Faculty members may be supportive of a student’s desire to transition to nonacademic careers, yet lack the information or resources to assist the student in charting this new path. Faculty my be ill-equipped to be of much help to their students, but perhaps we’re asking too much of faculty members in this regard. By “we” here I mean graduate student mentees, graduate schools, and the countless commentators on the topic of nonacademic careers for PhDs.

Faculty wear many hats in their relationships with their graduate students, including mentor on the ins & outs of the academy, editor, reference and career advisor. These topics can reach into both professional and personal areas, and faculty are often accused of overreaching in their advice and blurring the lines between advisor and parent figure when advising their PhD students.
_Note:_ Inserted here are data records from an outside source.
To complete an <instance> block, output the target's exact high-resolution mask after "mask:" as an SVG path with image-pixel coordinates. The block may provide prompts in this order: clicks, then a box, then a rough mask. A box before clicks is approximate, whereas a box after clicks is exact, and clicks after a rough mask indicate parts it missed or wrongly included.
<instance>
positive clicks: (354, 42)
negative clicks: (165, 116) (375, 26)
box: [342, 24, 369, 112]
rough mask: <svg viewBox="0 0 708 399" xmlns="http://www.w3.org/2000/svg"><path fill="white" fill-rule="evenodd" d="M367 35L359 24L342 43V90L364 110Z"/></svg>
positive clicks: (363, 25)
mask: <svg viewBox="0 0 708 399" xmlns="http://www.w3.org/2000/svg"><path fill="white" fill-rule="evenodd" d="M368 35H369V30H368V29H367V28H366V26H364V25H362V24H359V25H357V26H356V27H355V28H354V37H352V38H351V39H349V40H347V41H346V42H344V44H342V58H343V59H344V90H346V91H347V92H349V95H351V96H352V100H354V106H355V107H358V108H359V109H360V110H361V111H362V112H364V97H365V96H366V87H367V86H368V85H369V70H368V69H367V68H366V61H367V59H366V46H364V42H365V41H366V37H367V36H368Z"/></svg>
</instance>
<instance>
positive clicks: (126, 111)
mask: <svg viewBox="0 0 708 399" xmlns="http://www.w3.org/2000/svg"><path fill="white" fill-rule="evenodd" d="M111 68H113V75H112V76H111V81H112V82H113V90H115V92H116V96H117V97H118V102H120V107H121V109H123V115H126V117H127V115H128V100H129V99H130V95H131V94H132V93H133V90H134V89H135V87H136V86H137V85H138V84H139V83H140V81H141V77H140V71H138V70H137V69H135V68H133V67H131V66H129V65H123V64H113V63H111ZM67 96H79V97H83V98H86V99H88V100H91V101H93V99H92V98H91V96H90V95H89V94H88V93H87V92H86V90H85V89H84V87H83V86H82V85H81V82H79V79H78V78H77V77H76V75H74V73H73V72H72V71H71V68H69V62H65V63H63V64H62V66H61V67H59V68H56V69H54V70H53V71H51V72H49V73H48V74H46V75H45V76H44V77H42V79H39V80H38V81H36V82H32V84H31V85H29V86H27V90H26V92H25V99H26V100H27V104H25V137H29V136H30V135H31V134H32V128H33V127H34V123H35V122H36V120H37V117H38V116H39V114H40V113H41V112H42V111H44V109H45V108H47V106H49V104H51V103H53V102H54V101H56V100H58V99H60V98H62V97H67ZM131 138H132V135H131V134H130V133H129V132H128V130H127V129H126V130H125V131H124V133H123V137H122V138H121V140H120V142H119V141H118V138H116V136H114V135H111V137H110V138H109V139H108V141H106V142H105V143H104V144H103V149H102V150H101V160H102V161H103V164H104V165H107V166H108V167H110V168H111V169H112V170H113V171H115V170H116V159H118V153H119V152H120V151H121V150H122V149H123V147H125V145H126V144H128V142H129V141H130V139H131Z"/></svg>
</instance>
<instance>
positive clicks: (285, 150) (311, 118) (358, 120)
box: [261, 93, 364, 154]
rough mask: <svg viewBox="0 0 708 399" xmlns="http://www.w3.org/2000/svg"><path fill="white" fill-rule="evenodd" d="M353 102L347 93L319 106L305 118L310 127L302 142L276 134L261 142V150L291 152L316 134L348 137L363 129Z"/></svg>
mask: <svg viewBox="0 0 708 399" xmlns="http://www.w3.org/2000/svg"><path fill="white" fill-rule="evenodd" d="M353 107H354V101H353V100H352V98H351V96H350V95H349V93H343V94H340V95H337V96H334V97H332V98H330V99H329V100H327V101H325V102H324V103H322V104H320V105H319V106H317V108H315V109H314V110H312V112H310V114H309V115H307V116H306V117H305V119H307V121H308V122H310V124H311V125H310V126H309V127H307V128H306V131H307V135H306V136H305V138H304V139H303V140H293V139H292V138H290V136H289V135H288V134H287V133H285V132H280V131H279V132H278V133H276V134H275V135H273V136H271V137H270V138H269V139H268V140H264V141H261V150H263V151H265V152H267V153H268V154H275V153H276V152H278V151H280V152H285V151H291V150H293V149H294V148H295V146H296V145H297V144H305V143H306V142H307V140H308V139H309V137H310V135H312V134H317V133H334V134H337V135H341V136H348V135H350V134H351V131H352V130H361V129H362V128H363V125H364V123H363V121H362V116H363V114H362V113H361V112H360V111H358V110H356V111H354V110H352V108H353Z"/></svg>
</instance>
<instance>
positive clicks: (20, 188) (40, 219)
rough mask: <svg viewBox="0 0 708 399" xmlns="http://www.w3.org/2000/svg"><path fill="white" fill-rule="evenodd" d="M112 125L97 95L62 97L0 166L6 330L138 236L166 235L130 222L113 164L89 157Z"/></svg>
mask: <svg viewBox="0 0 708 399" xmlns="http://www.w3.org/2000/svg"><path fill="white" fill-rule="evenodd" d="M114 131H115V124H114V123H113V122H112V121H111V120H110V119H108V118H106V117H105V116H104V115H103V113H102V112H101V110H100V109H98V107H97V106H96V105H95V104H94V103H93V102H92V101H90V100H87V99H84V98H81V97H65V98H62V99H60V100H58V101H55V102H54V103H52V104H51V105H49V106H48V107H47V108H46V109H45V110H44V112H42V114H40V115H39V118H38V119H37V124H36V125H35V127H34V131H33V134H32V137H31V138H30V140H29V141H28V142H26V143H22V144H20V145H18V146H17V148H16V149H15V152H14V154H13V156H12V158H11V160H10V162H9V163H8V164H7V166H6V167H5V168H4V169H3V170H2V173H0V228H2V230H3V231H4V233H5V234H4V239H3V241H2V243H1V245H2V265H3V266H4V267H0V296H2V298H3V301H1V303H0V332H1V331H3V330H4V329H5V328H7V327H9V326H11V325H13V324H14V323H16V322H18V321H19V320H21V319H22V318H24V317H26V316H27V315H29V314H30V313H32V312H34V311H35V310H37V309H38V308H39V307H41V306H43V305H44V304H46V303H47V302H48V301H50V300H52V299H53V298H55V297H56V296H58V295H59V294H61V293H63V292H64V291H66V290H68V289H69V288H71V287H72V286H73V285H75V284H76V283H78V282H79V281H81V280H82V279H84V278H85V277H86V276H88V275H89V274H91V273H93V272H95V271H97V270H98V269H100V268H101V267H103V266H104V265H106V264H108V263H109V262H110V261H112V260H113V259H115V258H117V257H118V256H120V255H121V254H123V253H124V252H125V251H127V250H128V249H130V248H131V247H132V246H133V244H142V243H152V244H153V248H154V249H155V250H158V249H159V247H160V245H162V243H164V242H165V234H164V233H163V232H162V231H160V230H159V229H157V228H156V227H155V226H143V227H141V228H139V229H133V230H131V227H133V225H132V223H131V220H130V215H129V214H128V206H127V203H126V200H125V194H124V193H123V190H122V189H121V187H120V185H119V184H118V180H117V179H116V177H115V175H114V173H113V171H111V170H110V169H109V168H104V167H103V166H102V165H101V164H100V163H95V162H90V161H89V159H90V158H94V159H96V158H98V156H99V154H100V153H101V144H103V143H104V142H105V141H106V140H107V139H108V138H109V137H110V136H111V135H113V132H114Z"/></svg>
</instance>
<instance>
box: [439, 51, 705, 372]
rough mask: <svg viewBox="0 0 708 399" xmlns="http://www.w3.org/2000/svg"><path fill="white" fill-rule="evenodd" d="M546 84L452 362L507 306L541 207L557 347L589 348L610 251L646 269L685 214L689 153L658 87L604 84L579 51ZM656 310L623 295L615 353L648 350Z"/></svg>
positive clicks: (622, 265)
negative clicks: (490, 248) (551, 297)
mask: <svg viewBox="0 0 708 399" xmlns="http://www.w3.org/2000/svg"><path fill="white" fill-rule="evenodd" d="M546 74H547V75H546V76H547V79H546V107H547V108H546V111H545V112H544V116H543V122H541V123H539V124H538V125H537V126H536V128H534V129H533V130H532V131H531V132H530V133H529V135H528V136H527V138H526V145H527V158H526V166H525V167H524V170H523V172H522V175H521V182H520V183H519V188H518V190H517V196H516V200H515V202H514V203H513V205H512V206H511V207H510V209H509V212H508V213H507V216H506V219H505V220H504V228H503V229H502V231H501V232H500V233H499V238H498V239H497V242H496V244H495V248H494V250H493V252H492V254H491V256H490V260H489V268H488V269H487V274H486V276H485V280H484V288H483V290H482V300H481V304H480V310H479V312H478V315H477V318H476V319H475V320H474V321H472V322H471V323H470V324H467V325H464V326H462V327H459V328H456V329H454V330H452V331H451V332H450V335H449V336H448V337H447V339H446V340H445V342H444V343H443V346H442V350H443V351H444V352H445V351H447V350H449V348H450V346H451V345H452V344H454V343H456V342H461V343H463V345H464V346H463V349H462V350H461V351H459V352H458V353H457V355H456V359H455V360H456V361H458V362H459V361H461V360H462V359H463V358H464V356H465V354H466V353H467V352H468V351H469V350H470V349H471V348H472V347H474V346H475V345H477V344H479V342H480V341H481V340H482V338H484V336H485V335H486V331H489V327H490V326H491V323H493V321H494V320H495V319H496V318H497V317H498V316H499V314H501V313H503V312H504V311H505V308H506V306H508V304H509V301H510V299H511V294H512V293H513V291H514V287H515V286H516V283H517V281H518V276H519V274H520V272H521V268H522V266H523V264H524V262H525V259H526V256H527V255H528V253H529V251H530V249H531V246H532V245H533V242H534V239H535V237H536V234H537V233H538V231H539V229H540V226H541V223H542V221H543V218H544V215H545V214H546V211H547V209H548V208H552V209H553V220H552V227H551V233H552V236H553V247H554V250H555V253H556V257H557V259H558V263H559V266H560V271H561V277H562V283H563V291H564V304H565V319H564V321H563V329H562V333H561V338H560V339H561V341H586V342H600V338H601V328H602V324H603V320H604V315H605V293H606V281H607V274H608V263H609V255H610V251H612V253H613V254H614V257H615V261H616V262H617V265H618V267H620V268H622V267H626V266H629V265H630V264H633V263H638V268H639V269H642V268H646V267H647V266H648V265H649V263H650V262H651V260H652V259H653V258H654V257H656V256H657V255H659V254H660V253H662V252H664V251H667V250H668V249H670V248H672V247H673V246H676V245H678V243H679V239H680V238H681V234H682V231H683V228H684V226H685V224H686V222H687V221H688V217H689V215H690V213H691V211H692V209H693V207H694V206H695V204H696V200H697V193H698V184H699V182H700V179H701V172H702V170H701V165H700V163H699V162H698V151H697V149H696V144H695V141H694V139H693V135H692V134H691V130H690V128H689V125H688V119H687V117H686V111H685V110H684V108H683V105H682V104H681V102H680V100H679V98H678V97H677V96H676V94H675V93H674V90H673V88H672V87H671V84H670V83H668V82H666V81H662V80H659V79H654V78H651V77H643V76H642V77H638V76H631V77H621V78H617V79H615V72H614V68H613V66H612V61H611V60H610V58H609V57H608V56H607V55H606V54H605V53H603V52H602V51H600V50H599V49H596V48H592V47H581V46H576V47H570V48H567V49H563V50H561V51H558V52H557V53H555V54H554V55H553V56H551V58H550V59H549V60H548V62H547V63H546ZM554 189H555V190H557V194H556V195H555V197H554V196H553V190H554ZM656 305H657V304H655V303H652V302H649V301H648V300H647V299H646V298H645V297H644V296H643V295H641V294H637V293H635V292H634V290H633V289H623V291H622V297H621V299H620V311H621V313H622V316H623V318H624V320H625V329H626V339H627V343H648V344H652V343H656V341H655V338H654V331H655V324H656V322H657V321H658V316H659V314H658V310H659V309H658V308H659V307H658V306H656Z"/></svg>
But the role of the faculty member is not limited to supporting and mentoring graduate students. Faculty are also researchers, collaborators, authors, teachers, and servants within their field and the academic community at large. The expertise of the faculty member is based in their research and their knowledge of the academic process. Rather than look to faculty to fill a gap outside of their area of expertise, we might consider ways to leverage faculty relationships with students to provide graduate students with keys to success beyond the tenure track. Also, graduate schools could provide faculty and departments with the resources to be effective mentors. These resources may include training with strategies on advising students, connection to on campus or other resources that can support their search and skills building, or a toolkit with a list of resources and recommended steps to take.

What do you see as the role of faculty in preparing PhD students for nonacademic careers?